Auch 25 Jahre danach erschütternd
Am 11. November 2025 kamen sie wieder zusammen, die Hinterbliebenen der 155 Toten von Kaprun. Wie jedes Jahr an diesem Tag, trafen sie sich an der Gedenkstätte, die für ihre toten Kinder, Mütter, Väter und Partner errichtet wurde, weil sie vor 25 Jahren im Tunnel der Gletscherbahn verbrannten und erstickten.

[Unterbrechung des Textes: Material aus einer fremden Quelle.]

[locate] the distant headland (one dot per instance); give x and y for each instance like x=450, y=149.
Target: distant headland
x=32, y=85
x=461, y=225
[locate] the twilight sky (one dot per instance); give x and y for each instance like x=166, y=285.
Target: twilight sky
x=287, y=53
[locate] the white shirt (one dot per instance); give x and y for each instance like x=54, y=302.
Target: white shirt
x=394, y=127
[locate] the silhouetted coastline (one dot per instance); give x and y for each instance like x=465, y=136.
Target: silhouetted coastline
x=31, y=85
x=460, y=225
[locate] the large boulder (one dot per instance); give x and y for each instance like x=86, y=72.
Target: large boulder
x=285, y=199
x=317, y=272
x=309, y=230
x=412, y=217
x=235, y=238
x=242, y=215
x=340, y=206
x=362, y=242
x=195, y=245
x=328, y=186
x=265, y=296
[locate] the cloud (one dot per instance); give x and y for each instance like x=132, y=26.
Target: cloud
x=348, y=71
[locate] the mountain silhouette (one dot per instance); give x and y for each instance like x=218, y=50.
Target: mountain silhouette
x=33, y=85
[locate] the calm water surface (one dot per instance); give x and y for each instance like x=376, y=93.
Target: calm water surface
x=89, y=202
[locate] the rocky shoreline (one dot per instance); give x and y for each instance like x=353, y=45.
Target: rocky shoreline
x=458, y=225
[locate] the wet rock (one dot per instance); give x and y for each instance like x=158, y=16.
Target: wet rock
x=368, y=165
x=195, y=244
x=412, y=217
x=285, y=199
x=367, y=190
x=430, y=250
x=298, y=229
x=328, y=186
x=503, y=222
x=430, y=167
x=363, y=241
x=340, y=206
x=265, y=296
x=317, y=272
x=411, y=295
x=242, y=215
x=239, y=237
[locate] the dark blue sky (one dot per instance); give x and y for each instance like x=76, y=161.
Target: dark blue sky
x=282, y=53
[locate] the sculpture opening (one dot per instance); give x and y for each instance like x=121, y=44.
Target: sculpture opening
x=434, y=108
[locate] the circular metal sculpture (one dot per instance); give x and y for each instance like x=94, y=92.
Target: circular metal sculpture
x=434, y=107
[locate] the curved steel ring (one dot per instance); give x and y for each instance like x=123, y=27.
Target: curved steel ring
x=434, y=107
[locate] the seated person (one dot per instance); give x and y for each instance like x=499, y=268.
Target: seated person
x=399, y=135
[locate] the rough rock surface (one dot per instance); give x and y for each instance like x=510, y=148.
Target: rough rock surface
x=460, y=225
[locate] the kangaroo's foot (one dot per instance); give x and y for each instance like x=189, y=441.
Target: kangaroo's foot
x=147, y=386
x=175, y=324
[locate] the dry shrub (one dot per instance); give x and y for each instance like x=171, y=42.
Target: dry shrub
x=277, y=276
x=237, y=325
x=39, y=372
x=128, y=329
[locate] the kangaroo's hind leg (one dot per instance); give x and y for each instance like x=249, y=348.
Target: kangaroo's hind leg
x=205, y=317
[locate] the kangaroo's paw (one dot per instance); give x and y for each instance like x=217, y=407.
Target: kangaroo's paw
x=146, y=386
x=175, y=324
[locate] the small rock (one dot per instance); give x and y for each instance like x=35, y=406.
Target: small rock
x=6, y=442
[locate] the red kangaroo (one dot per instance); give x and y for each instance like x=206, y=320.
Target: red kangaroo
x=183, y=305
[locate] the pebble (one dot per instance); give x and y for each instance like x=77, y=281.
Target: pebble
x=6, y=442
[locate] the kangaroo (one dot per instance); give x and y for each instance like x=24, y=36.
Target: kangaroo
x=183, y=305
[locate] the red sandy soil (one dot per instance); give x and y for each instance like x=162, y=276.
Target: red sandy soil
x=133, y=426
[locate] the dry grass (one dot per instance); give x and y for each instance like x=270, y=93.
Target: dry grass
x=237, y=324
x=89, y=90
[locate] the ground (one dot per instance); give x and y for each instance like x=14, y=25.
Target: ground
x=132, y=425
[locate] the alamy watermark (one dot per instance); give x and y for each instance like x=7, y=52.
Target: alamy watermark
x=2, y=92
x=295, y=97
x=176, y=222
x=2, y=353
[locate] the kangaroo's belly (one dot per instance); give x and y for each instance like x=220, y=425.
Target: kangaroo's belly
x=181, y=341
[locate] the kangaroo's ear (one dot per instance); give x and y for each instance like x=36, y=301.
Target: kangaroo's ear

Alle, die das gemeinsame Leid zusammenführt und die sich dort, am traurigsten Ort Österreichs, begrüßen, kennen sich gut. Doch ihre Zahl wird kleiner. Immer häufiger und viel zu früh sterben Kaprun-Opfer an gebrochenem Herzen, dem Broken-Heart-Syndrom. Zu schmerzhaft sind Trauer und Kummer über den vermeidbar gewesenen Tod ihrer Angehörigen; zu mächtig sind Wut und Zorn über eine Justiz, die keine Österreicher schuldig sprechen durfte; zu groß sind Verachtung und Verbitterung über einen Staat, der mit Lügen und manipulierten Beweisen die Wahrheit unterdrückte, weil eine Tourismus-Lobby um Österreichs Image als Tourismus-Land und ihre Gewinne bangte.
Keine Lüge war der österreichischen Justiz zu schäbig, kein Betrug zu erbärmlich, keine Intrige zu schmierig, keine Fälschung zu dreist und kein Trick zu schmutzig in diesem Monster-Verfahren.
Rückblende zum 11. November 2001
In Österreich löste die Unfallmeldung Schock und Trauer aus. Auch in den Nachbarländern Deutschland, Italien, Skandinavien, aber auch in Japan und den USA Ungläubigkeit darüber.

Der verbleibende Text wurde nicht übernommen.